Ще один проект BSC: 7.2 мільйона доларів, вичерпані з BurgerSwap в результаті флеш-кредитної атаки

Another protocol employing the Binance Smart Chain has suffered a security breach. This time, it was the decentralized exchange BurgerSwap, and the perpetrators stole over $7 million through a flash loan attack.

$7.2M Drained From BurgerSwap

Launched earlier this year, BurgerSwap is a DeFi project enabling users to swap between tokens issued on the BSC and earn rewards for providing liquidity. Earlier today, the protocol took it to Twitter to виділити the security breach it had experienced.

It all happened on May 28th, and the perpetrators chose a rather notorious and common way to exploit the protocol – through a flash loan attack. They manage to drain $7.2 million from BurgerSwap via 14 transactions.

They created their own Fake Coin and formed a new trading pair with BURGER – the native crypto token of BurgerSwap. Later, the perpetrators adjusted the routing to – BURGER -> Fake Coin -> Wrapped BNB.

They used the BURGER/Fake Coin trading pair to re-enter BurgerSwap through Fake Coin and manipulated the number of reserve0 and reserve1 in the contract, causing a significant price change.

By re-entering the transaction again and trading back to WBNB, the hackers managed to obtain the extra amount of WBNB inputted.
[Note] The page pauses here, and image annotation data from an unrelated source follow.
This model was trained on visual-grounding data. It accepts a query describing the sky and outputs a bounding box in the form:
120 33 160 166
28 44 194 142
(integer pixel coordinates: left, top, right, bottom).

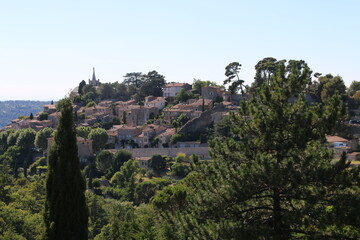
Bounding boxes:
0 0 360 100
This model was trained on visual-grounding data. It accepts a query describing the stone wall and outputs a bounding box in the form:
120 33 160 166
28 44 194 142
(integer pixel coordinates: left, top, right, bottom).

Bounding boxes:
126 147 210 159
179 103 227 134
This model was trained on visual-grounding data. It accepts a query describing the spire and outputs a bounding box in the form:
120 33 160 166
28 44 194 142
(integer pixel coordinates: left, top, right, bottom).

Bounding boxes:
92 67 96 83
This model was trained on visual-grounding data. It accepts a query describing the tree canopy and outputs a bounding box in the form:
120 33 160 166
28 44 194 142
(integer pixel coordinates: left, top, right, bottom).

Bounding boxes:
44 99 88 240
154 61 360 239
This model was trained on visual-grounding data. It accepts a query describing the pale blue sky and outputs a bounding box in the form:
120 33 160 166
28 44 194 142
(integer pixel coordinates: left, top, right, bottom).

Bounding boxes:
0 0 360 100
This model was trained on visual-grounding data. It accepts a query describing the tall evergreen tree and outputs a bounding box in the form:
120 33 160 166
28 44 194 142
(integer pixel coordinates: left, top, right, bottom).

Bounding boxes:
153 61 360 239
44 99 88 240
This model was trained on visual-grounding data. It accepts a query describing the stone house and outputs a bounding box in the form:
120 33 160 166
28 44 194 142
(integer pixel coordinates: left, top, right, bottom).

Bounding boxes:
163 99 213 123
98 101 113 107
114 125 142 140
134 124 166 147
84 105 112 117
163 82 191 97
44 104 56 114
134 157 151 169
117 105 159 127
48 112 60 128
156 128 176 148
201 86 223 101
115 99 136 116
144 96 166 110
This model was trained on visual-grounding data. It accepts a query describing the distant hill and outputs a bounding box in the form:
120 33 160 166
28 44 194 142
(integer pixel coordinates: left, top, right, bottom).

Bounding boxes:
0 100 50 129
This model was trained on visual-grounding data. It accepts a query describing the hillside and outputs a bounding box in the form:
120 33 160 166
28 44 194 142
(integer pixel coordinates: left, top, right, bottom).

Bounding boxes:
0 100 50 129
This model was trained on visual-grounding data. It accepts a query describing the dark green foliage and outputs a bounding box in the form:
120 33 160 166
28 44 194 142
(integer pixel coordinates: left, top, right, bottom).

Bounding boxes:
0 160 12 204
16 128 36 177
96 150 113 174
112 149 132 174
153 61 360 239
39 112 49 121
88 128 108 151
35 128 54 151
123 72 145 88
140 71 165 97
191 78 217 94
224 62 245 94
172 113 190 128
134 178 171 205
251 57 278 89
175 88 194 103
0 101 49 129
113 117 121 125
110 160 139 201
318 74 346 103
76 126 91 138
348 81 360 97
29 157 47 174
44 99 88 240
86 190 107 239
96 83 114 99
150 155 166 172
171 162 190 178
78 80 86 95
214 116 231 137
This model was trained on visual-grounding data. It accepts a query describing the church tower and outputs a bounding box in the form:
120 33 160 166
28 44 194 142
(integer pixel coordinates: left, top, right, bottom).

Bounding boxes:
89 68 100 87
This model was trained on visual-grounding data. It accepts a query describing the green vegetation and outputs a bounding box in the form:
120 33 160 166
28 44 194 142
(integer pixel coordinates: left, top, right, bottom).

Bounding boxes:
0 58 360 240
0 101 49 129
44 99 89 240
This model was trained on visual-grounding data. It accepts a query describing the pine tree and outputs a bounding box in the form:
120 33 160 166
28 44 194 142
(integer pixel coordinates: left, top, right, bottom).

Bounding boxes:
44 99 88 240
155 61 360 239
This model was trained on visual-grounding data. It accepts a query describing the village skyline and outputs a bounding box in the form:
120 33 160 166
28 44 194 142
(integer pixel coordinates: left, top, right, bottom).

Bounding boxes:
0 1 360 101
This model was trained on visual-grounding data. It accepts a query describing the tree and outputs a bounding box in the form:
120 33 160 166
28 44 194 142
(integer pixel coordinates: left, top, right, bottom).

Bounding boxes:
35 128 54 151
96 150 113 173
155 61 360 239
78 80 86 96
172 113 190 128
140 71 165 97
348 80 360 97
16 128 36 177
318 74 346 103
82 84 95 95
175 88 193 102
113 82 130 101
88 128 108 151
252 57 278 88
97 83 114 99
86 191 106 239
44 99 88 240
150 154 166 172
76 126 91 138
112 149 132 173
135 178 171 205
191 78 217 94
39 112 49 121
95 201 136 240
3 145 24 178
224 62 245 94
110 160 139 201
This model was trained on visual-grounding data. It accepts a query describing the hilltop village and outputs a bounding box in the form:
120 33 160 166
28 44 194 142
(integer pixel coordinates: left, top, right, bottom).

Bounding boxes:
6 69 243 166
0 58 360 240
6 69 358 168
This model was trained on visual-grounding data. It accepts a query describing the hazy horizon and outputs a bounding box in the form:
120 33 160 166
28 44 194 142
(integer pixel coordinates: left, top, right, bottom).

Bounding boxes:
0 0 360 100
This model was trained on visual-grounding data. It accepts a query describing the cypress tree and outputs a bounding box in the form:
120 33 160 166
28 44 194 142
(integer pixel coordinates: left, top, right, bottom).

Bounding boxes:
44 99 88 240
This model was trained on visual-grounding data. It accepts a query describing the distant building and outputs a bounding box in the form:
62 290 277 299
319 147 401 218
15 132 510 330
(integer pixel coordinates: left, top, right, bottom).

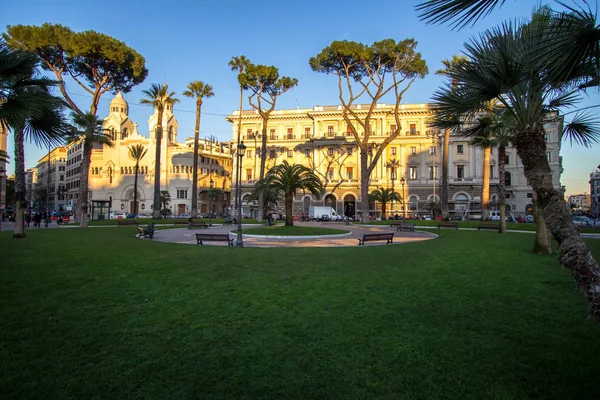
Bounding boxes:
227 104 563 217
590 165 600 215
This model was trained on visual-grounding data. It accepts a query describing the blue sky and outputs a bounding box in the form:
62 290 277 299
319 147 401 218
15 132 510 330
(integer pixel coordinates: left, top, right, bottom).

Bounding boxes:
0 0 600 193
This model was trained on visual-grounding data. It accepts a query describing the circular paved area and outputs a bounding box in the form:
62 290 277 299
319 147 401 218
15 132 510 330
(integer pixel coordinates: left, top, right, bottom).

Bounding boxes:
154 222 437 247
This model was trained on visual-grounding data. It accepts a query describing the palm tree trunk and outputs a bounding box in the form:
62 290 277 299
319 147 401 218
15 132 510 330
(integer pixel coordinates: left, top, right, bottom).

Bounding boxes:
360 148 370 224
78 144 94 228
533 192 552 254
191 99 202 218
481 146 492 221
256 118 268 222
514 130 600 321
133 162 140 217
285 193 294 226
440 129 450 221
498 146 506 233
13 127 27 239
152 108 163 219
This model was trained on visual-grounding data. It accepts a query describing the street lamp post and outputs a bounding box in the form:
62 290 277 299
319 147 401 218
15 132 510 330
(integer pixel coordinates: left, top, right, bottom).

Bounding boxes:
235 140 246 247
208 178 215 226
400 177 406 219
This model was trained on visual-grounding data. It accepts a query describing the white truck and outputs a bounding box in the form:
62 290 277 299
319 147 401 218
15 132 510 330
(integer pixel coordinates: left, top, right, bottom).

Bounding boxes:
308 206 344 221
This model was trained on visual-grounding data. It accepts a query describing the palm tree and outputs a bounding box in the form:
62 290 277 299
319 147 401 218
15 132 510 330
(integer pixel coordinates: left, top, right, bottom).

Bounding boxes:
369 188 402 220
140 83 179 219
254 160 323 226
129 144 148 215
434 9 600 321
0 40 66 238
435 55 467 221
183 81 215 218
229 55 250 210
67 112 114 228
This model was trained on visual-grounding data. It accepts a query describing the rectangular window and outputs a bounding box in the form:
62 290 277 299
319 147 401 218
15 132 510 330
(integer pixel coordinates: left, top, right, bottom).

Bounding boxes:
346 167 354 179
327 167 333 179
410 124 419 136
408 167 419 181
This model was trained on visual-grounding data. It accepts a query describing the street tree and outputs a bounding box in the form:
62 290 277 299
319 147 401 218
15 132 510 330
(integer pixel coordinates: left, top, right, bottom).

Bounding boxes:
309 39 428 223
238 64 298 222
140 83 179 219
183 81 215 218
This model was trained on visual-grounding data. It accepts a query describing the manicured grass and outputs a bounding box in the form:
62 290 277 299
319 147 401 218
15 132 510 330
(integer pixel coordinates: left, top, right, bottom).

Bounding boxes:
0 227 600 400
242 225 348 236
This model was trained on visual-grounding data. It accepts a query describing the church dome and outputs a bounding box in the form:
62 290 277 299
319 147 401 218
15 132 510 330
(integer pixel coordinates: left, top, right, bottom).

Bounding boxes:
110 90 129 114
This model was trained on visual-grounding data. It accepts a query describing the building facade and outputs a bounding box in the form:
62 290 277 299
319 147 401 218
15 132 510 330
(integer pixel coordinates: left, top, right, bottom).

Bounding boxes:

As such, they flash swapped 6,000 WBNB ($2 million) from PancakeSwap and then almost all WBNB to 92,000 BURGER on BurgerSwap.

6/9

(3) Created pair with a fake token on BurgerSwap & added 100 fake tokens and 45k $ БУРГЕР to pool;
(4) Swapped 100fake tokens to 4,400 $ WBNB through the pool;
(5) Because of reentrancy in time of transfer fake token, attacker did another swap from 45k $ БУРГЕР до 4.4к $ WBNB; pic.twitter.com/SeVcE2bJ6w

- BurgerSwap (@burger_swap) Травень 28, 2021

Ultimately, they stole 4,400 WBNB ($1.6M at the time), 22,000 BUSD, 2.5 ETH ($6.8K), 432,000 BURGER ($3.2M), 142,000 xBURGER ($1M) and 95,000 ROCKS.

The DeFi project has suspended all its services as of now and волі “surely work hard to cover users’ loss.”

Не Перший

The BSC’s rapid growth since inception caught the attention of bad actors, and the number of attacked protocols using the network has exponentially increased in recent months.

Криптовалюта має повідомляє some of the examples, including Spartan Protocol. The attack transpired earlier in May and resulted in the loss of over $30 million of users’ funds.

Shortly before that one was Uranium Finance’s turn. The BSC-employing automated market maker saw roughly $50 million вкрали from its network, but some suggested that it could have actually been a rug pull.

Similar concerns came from Meerkat Finance after $30 million was злиті from the protocol in March this year.